We know that the pressure \(p\) inside water is given by \(\rho g h\) where \(h\) is the depth from the top surface, \(g\) is the acceleration due to gravity and \(\rho \) is the density of water. However, what is the state of stress at any point in the water body? Let us think of an infinitesimal plane at an arbitrary point \(\underline {x}\) in the fluid (see Figure 4.10). As fluids cannot sustain shear when they are in static equilibrium, there will be no shear component of traction on this plane. In fact, the traction would be the same as the pressure \(p\) and acting along the plane normal but pointing into the plane due to compressive nature of pressure. Thus, at an arbitrary point \(\underline {x}\) in the fluid and on an arbitrary plane (say having plane normal \(\underline {n}\)), traction \(\underline {t}\) will be given by \begin {equation} \label {traction_fluid} \underline {t}(\underline {x};\underline {n})=-p(\underline {x})~\underline {n}. \end {equation} To obtain stress tensor, we can rewrite the above equation as follows: \begin {equation} \underline {t}=-p~ \underline {n}=-p\underline {\underline {I}}\,\underline {n}\Rightarrow \underline {\underline {\sigma }}=-p\underline {\underline {I}}. \end {equation} Thus, the stress tensor for a fluid body in statics is \(-p\underline {\underline {I}}\). The corresponding stress matrix say in (\(\underline {e}_1\), \(\underline {e}_2\), \(\underline {e}_3\)) coordinate system can be found easily. The traction on \(\underline {e}_{i}\) plane will be \(-p\underline {e}_i\).

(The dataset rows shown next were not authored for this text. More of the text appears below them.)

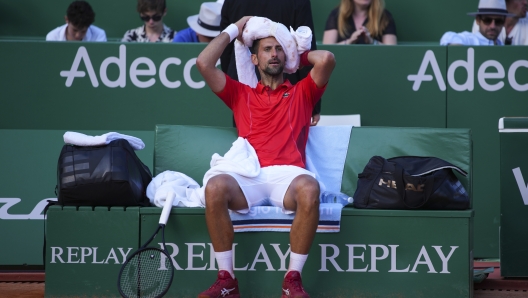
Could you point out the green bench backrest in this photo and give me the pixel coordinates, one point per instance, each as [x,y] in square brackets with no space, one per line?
[188,149]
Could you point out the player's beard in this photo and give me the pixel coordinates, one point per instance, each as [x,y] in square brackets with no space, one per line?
[274,71]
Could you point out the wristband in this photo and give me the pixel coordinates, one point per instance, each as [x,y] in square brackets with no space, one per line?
[304,59]
[232,31]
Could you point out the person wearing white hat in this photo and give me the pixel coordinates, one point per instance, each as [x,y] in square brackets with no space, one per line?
[204,26]
[515,30]
[490,18]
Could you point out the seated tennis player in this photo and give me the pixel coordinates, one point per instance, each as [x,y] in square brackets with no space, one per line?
[274,117]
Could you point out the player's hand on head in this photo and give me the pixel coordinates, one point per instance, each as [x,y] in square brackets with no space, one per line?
[241,24]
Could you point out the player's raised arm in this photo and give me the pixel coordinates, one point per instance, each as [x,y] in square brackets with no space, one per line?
[207,59]
[324,63]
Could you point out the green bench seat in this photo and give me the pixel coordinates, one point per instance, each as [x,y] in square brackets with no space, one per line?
[377,253]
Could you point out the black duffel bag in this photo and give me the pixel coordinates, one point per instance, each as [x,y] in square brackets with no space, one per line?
[410,182]
[108,175]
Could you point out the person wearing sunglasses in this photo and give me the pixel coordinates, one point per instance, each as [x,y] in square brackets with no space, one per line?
[151,12]
[490,19]
[79,18]
[515,30]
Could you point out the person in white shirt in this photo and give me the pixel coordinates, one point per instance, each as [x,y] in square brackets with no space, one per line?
[79,18]
[490,19]
[515,30]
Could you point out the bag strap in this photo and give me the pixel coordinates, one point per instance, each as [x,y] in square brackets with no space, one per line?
[400,182]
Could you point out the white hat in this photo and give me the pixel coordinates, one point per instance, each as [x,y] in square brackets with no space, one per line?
[207,22]
[492,7]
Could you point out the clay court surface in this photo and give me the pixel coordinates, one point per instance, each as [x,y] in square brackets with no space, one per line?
[21,289]
[36,289]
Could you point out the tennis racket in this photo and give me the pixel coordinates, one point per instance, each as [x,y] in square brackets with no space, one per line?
[148,272]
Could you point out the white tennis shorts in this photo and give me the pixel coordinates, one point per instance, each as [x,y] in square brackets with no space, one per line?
[270,186]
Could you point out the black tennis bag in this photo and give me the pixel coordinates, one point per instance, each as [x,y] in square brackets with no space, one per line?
[410,182]
[109,175]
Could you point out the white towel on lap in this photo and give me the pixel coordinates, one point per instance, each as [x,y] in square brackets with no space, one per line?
[293,43]
[240,159]
[80,139]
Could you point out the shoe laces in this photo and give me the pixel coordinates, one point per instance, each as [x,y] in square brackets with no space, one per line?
[296,284]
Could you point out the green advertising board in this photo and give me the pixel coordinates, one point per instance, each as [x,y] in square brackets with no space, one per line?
[513,134]
[377,253]
[50,88]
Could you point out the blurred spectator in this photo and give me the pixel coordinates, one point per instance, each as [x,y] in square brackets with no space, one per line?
[151,12]
[350,23]
[490,19]
[204,26]
[291,13]
[79,18]
[515,30]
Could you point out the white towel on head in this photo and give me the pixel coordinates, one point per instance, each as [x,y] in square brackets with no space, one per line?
[293,43]
[80,139]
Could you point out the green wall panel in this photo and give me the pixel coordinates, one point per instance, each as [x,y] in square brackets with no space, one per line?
[85,249]
[328,271]
[29,175]
[481,108]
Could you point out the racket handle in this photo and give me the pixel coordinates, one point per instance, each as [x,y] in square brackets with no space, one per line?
[167,208]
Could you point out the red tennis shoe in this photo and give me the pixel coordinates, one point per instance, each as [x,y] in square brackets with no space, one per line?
[292,286]
[224,287]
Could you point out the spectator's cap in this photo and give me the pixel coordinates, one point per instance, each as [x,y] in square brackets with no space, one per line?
[492,7]
[207,22]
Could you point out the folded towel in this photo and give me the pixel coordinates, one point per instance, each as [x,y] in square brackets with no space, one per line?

So \begin {equation} [\underline {\underline {\sigma }}]_{(\underline {e}_1, \underline {e}_2, \underline {e}_3)}= \begin {bmatrix} -p & 0 & 0\\ 0 & -p & 0\\ 0 & 0 & -p \end {bmatrix}=-p \begin {bmatrix} \underline {\underline {I}} \end {bmatrix}. \end {equation} This state of stress is also called the hydrostatic state of stress (‘static’ because the fluid is in statics). We also have \(\lambda _1 = \lambda _2=\lambda _3 = -p\).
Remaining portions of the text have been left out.